Influence of rabeprazole and famotidine on pharmacodynamic profile of dual antiplatelet therapy in clopidogrel-sensitive patients: The randomized, prospective, PROTECT trial

Abstract

Although acid suppressants are needed to attenuate gastrointestinal bleeding (GIB) after percutaneous coronary intervention (PCI), pharmacodynamic interaction between clopidogrel and proton pump inhibitor (PPI) can increase the risk of high platelet reactivity (HPR). We sought to evaluate serial changes of platelet measures and influence of rabeprazole on platelet measures. After 600-mg clopidogrel loading for elective PCI, clopidogrel-sensitive patients were recruited and randomly assigned to add rabeprazole of daily 20 mg (n = 40) or famotidine of daily 40 mg (n = 40). Platelet measures were performed with light transmittance aggregometry and VASP-P assay. Primary endpoint was 5 μM ADP-induced platelet aggregation (PA) at 30-day follow-up. HPR was defined as 5 μM ADP-induced PA > 46%. Baseline platelet measures did not differ significantly between the groups. The 30-day level of 5 μM ADP-induced PA was similar between the famotidine vs. rabeprazole group (30.0 ± 16.4% vs. 30.2 ± 13.9%, P= .956). In addition, other platelet measures were comparable between the groups. At 30-day follow-up, the incidence of HPR was similar between the famotidine and rabeprazole groups (20.5% vs. 15.4%; P= .555). In conclusion, adjunctive use of rabeprazole showed the similar antiplatelet effect even in clopidogrel-sensitive patients compared with adjunctive famotidine, which may support the similar effect of rabeprazole and famotidine on the antiplatelet effect of dual antiplatelet therapy with clopidogrel plus aspirin.

Keywords:

• Clopidogrel
• famoditine
• GI bleeding
• rabeprazole

Conflicts of interest

Dr. Jeong has received honoraria for lectures from AstraZeneca, Sanofi-Aventis, Daiichi Sankyo/Lilly, Haemonetics, Otsuka, Han-mi Pharmaceuticals and Yuhan Pharmaceuticals; and research grants or support from AstraZeneca, Korean Society of Interventional Cardiology, Han-mi Pharmaceuticals, Daewoong Pharmaceuticals, Chong Kun Dang Pharmaceuticals, and Haemonetics.
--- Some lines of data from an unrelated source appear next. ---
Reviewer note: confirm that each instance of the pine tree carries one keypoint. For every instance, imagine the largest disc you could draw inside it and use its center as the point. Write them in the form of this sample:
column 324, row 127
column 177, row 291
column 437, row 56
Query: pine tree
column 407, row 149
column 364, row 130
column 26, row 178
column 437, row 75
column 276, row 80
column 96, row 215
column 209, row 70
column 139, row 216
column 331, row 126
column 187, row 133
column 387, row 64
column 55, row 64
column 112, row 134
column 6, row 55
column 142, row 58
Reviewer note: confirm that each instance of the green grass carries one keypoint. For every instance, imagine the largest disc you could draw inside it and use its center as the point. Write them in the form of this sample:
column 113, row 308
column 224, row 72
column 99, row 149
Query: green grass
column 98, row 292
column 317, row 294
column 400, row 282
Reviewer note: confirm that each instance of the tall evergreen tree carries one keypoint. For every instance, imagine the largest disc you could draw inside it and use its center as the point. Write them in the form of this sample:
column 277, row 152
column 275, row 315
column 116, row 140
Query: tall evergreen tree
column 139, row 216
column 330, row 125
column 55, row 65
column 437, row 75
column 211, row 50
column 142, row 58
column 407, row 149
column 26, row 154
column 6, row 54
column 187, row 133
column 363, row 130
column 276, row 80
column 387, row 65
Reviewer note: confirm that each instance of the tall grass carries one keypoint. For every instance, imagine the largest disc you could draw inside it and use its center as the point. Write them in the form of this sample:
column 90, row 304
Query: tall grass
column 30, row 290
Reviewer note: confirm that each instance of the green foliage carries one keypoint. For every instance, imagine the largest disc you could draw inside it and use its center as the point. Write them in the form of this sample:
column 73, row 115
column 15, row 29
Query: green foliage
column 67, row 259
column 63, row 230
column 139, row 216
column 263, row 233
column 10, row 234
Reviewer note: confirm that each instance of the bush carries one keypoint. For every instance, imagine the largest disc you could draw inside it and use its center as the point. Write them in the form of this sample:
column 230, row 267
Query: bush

The other authors report no conflicts of interest.

Additional information

Funding

This study was partly supported by research grants from the Chong Kun Dang Pharm., and the Basic Science Research Program through the National Research Foundation (NRF) of Korea funded by the Ministry of Science, ICT and Future Planning (NRF-2015R1A5A2008833). The authors are solely responsible for the design and conduct of this study, all study analyses, the drafting and editing of the manuscript, and its final contents.